Another good O.S. Card novel with a really different take on time-travel is Enchantment. It’s more fantasy than sci-fi, though.

In addition to time travel stories I like alternate history stories. You know, what if something had happened differently, how would it affect history? My favorite author of this type of story was H. Beam Piper, who died over forty years ago. His Lord Kalvan of Otherwhen was booklength, most of the rest were short stories or novellas. The best short story was “He Walked Around the Horses.” It was based on the Charles Fort story about the British diplomat who disappeared in Germany early in the nineteenth century.
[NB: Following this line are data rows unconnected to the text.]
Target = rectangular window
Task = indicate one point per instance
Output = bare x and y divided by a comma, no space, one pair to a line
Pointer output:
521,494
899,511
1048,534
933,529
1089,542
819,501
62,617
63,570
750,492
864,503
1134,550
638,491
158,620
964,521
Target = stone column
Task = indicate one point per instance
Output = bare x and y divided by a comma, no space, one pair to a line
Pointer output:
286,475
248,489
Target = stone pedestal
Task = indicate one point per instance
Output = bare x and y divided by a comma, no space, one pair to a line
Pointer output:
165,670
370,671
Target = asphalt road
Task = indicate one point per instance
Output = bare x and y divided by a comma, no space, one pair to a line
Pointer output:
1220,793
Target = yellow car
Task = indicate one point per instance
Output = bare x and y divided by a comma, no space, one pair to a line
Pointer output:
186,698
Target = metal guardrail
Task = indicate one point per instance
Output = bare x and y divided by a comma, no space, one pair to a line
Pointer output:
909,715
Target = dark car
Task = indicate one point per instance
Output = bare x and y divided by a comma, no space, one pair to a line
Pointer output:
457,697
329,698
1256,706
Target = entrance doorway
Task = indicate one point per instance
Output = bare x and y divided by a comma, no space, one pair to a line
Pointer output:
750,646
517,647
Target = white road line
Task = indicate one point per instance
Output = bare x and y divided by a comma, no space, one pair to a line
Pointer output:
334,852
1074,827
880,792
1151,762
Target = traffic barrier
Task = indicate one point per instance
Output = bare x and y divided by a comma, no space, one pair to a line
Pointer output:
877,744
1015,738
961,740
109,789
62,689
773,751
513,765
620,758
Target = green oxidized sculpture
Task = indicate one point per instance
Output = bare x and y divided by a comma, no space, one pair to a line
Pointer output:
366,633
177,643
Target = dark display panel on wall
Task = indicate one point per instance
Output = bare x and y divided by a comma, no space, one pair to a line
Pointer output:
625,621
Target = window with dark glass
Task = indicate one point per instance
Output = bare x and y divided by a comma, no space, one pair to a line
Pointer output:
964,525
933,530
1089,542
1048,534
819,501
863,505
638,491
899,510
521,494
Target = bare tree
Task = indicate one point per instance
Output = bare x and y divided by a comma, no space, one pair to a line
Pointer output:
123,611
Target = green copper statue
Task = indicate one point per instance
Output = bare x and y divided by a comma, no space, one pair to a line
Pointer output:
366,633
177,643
If you know your history, the last line of the story will be very funny/ironic. Go and find it if you can.
Anybody else like Piper?

Fuzzys Rule.

Here’s an obscure one I liked: Elleander Morning by some guy whose last name begins with a “Z” (my books aren’t yet unpacked after my recent move so I can’t double-check). It’s not a scienc-ey time travel book – more of a fantasy, I guess, and mixed with a lot of alternative history. Basically the woman in the title goes back in time to kill Hitler and stop WWII. But it’s a whole lot more complicated than that. The modern scenes set in a world where WWII didn’t take place are particularly interesting. Very good read.

Jess

Guns of the South, by Harry Turtledove. Even the cover alone catches the eye ; Robert E Lee holding an Ak47.

No mention of Kevin Grimwood’s Replay? That’s kind of surprising. Although it may not be technically considered a time travel story in that the main character didn’t really have control over the time travel element in the story.

The aforementioned Pastwatch, Time and Again, From Time to Time, and A Connecticut Yankee in King Arthur’s Court are all great reads as well.

More props to Beam Piper. Hell, I once fronted a band called The Beam Pipers.

And also to Turtledoves GotS.

“Give it it’s proper name, General Lee. It is an AK-47.”

I’d also recommended his book of non-fiction “Forgotten News,” in which he discusses things he picked up while doing research for Time and Again. Half of the book is about a notorious “Crime of the Century” that was played out in the pages of the newspapers of the day. He actually managed to find the house the murder took place in, looking remarkably the same considering it took place about 150 years before.

Lightning, by Dean Koontz. A woman’s “guardian angel” is actually a time traveler who is in love with her.